I think youre referring to PNaCl(as opposed to Native Client), which did away with the arch-specific assembly, and I think they shipped the code as LLVM IR. These are 2 completely separate things, I am referring to the former.

I don't see an issue with shipping uArch specific assembly, nowadays you only have 2 really in heavy use today, and I think managing that level of complexity is tenable, considering the monster the current Wasm implementation became, which is still lacking in key ways.

As for out of process sandboxing, I think for a lot of things it's fine - if you want to run a full-fat desktop-app or game, you can cram it into an iframe, and the tab(renderer) process is isolated, so Chrome's approach was quite tenable from an IRL perspective.

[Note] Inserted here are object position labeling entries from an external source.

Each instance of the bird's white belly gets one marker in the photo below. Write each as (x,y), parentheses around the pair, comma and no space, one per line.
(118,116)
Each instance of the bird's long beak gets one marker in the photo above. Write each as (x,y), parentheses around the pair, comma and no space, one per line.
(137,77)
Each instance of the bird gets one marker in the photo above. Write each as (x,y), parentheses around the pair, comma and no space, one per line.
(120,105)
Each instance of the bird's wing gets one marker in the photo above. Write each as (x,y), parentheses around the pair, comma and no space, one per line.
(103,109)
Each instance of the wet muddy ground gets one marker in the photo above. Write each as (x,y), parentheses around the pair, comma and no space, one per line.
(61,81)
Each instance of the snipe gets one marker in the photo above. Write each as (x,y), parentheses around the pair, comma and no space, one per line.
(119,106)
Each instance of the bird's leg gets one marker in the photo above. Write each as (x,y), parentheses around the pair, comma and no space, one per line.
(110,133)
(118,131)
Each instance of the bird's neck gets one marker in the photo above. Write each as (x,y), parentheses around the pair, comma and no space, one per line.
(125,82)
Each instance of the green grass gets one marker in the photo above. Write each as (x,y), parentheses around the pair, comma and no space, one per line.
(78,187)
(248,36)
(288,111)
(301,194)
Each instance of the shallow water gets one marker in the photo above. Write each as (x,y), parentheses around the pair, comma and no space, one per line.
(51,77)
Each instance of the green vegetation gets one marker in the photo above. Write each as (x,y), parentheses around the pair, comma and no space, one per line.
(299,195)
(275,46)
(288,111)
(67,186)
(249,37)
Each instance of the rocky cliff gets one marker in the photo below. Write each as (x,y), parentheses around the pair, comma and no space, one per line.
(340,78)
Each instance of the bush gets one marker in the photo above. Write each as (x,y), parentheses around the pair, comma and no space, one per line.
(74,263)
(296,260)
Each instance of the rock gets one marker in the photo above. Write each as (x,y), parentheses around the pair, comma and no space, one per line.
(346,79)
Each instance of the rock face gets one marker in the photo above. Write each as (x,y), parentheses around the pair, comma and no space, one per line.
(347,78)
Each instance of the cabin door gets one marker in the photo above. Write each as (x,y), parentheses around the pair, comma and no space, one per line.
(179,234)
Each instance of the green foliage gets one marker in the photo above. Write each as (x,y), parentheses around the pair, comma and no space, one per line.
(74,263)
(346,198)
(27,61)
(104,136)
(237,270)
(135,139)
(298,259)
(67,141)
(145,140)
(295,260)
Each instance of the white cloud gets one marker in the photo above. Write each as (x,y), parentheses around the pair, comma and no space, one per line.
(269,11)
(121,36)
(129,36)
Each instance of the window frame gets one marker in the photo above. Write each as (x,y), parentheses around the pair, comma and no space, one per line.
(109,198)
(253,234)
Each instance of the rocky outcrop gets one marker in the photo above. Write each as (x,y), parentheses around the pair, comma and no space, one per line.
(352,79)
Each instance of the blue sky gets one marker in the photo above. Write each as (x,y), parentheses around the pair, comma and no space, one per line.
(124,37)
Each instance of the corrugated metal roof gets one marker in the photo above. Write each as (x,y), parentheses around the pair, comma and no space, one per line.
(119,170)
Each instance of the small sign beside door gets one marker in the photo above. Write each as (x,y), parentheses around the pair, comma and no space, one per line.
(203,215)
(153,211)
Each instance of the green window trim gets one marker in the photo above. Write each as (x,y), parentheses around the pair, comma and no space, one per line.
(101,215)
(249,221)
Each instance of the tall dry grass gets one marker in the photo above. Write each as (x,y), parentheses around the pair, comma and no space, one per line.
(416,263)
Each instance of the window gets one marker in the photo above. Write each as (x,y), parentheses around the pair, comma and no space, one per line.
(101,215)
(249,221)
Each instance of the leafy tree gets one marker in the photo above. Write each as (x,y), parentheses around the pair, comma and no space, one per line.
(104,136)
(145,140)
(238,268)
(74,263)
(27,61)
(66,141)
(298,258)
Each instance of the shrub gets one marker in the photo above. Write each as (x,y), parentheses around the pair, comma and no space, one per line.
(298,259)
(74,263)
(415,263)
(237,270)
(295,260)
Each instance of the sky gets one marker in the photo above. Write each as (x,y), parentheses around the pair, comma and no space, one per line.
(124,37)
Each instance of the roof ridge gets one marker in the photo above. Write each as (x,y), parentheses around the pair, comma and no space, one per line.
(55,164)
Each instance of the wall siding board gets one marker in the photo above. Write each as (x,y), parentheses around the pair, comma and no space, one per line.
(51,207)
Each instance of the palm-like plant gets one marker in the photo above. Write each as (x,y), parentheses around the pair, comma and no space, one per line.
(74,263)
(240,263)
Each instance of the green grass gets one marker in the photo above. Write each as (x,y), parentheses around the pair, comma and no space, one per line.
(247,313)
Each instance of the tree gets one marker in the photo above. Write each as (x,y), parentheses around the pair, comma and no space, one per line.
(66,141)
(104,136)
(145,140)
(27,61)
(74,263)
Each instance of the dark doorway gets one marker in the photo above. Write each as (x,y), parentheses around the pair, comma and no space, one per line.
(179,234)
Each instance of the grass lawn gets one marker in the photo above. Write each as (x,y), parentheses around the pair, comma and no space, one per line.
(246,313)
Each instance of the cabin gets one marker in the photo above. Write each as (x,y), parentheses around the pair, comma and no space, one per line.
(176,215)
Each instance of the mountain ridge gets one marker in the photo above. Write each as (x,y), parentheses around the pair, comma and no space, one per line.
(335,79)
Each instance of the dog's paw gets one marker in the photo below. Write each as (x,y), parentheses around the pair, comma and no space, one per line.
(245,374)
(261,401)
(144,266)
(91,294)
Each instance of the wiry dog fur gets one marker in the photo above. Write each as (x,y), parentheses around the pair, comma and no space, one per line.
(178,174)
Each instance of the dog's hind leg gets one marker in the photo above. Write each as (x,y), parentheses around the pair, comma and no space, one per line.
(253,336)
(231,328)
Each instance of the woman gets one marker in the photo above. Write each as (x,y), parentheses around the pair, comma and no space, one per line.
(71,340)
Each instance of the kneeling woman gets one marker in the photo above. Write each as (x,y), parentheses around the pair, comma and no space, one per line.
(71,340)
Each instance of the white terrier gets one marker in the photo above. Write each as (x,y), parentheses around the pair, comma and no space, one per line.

But if seamless interaction with Web APIs is needed, that could be achieved as well, and I think quite similarly to how Wasm does it - you designate a 'slab' of native memory and make sure no pointer access goes outside by using base-relative addressing and masking the addresses.

For access to outside APIs, you permit jumps to validated entry points which can point to browser APIs. I also don't see why you couldn't interleave stack frames, by making a few safety and sanity checks, like making sure the asm code never accesses anything outside the current stack frame.

Personally I thought that WebAssembly was what it's name suggested - an architecture independent assembly language, that was heavily optimized, and only the register allocation passes and the machine instruction translation was missing - which is at the end of the compiler pipeline, and can be done fairly fast, compared to a whole compile.

But it seems to me Wasm engines are more like LLVM, an entire compiler consuming IR, and doing fancy optimization for it - if we view it in this context, I think sticking to raw assembly would've been preferable.


Sorry, yes, I meant PNaCl.

> I don't see an issue with shipping uArch specific assembly, nowadays you only have 2 really in heavy use today,

That is true today, but it would prevent other architectures from getting a fair shot. Or, if another architecture exploded in popularity despite this, it would mean fragmentation.

This is why the Portable version of NaCl was the final iteration, and the only one even Google considered shippable, back then.

I agree the other stuff is fixable - APIs etc. It's really portability that was the sticking point. No browser vendor was willing to give that up.


As someone with no intersection with the web, it is disconcerting to attend the burial of wasm when she was still getting her first compiler backends.


Also WebAssembly is meant to be a compiler target with the biggest advantage being it's sandboxed. The problem is that the JS engines can do that too. Just like JS engines, WebAssembly can run outside browsers. I think in theory Wasm is better then JS in those areas, but not better enough.


> Like the gifted kid who lives with his mom at 30, at some point in time, we have to stop talking about potential and start talking about results.

This is an entirely unnecessary jab. There’s a whole generation dealing with stuff like this because of economic and other forces outside their control.


WASM not taking over the world is probably also due to forces outside its control; I guess that's only relevant if money was being spent to accomplish that goal.


Actually the great secret of wasm (that will piss off a lot of people on HN I am sure) is that it is deterministic and can be used to build decentralized smart contracts and Byzantine Fault Tolerant distributed systems :)

Some joker who built Solana actually thought Berkeley Packet Filter language would be better than WASM for their runtime. But besides that dude, everyone is discovering how great WASM can be to run deterministic code right in people’s browsers!


I don't think you need WASM for that, I'm sure you can write a language that transpiles to JS and is still deterministic.


They tried their best: https://deterministic.js.org/

No, WASM is deterministic, JS is fundamentally not. Your dislike of all things blockchain makes you say silly things.


But WASM already exists and has many languages that are able to compile to it, why reinvent the wheel?